Here in this section of Operating System Long Questions and Answers,We have listed out some of the important Long Questions with Answers on Shortest Job First (SJF) scheduling algorithms which will help students to answer it correctly in their University Written Exam.Lists of Long Descriptive type Questions that may be asked in Written Exams.
- (1) Explain Shortest Job First (SJF) scheduling algorithms with illustration.
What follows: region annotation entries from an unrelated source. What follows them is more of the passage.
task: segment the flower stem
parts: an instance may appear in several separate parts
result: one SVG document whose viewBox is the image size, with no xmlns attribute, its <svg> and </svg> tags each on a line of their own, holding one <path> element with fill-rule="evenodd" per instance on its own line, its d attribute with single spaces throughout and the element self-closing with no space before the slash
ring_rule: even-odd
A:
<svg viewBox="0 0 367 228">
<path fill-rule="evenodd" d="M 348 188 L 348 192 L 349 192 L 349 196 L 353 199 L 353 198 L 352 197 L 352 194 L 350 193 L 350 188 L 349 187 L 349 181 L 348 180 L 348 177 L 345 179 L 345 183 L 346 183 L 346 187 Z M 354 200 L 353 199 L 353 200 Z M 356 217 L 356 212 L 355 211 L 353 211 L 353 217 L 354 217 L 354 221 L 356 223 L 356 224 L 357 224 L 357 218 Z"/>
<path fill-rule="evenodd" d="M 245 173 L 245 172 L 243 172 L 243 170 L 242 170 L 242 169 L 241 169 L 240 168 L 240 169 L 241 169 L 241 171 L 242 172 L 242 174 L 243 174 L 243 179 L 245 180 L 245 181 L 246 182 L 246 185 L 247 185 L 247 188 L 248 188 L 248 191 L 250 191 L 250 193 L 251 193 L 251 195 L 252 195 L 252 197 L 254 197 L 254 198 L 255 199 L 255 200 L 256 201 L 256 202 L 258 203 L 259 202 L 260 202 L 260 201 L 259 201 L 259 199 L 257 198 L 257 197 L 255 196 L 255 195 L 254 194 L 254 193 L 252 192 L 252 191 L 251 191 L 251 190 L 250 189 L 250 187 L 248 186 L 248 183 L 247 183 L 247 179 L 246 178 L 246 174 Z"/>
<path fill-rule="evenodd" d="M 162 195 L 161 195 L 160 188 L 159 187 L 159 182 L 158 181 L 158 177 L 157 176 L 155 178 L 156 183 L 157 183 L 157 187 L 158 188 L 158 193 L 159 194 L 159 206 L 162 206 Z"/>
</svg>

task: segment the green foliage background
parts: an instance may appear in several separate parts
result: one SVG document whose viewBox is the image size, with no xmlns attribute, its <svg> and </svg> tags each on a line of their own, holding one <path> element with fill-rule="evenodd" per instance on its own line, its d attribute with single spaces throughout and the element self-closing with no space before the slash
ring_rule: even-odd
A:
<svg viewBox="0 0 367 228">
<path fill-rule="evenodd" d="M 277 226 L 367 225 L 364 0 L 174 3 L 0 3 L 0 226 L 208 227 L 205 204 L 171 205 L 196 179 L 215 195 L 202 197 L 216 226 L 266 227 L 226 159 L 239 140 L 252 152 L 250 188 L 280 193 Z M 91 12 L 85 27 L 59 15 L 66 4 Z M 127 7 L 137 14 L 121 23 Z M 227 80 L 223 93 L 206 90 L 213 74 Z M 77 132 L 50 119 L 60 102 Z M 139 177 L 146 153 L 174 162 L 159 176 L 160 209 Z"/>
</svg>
Question-1 Explain Shortest Job First (SJF) scheduling algorithms with illustration.
Selection Criteria:
The process, that requires shortest time to complete execution, is served first.
Decision Mode:
Non preemptive: Once a process is selected, it runs until either it is blocked for an I/O or some event, or it is terminated.
Implementation:
This strategy can be implemented by using sorted FIFO queue. All processes in a queue are sorted in ascending order based on their required CPU bursts. When CPU becomes free, a process from the first position in a queue is selected to run.
Example:
Consider the following set of four processes. Their arrival time and time required to complete the execution are given in following table. Consider all time values in milliseconds.
| Process | Arrival Time (T0) | Time required for completion (∆T)(CPU Burst Time) |
| P0 | 0 | 10 |
| P1 | 1 | 6 |
| P2 | 3 | 2 |
| P3 | 5 | 4 |
Gantt chart:
| P0 | P2 | P3 | P1 | |
| 0 | 10 | 12 | 16 | 22 |
Initially only process P0 is present and it is allowed to run. But, when P0 completes, all other processes are present. So, process with shortest CPU burst P2 is selected and allowed to run till it completes. Whenever more than one process is available, such type of decision is taken. This procedure us repeated till all process complete their execution
Statistics:
| Process | Arrival Time(T0) | CPU Burst Time(∆T) | Finish Time(T1) | Turnaround Time(TAT=T1-T0) | Waiting Time (WT=TAT-∆T) |
| P0 | 0 | 10 | 10 | 10 | 0 |
| P1 | 1 | 6 | 22 | 21 | 15 |
| P2 | 3 | 2 | 12 | 9 | 7 |
| P3 | 5 | 4 | 16 | 11 | 7 |
Average Turnaround Time: (10+21+9+11)/4 = 51/4 = 12.75 ms.
Average Waiting Time: (0+15+7+7) / 4 = 29 / 4 = 7.25 ms.
Advantages:
- Less waiting time.
- Good response for short processes.
Disadvantages:
- It is difficult to estimate time required to complete execution.
- Starvation is possible for long process. Long process may wait forever.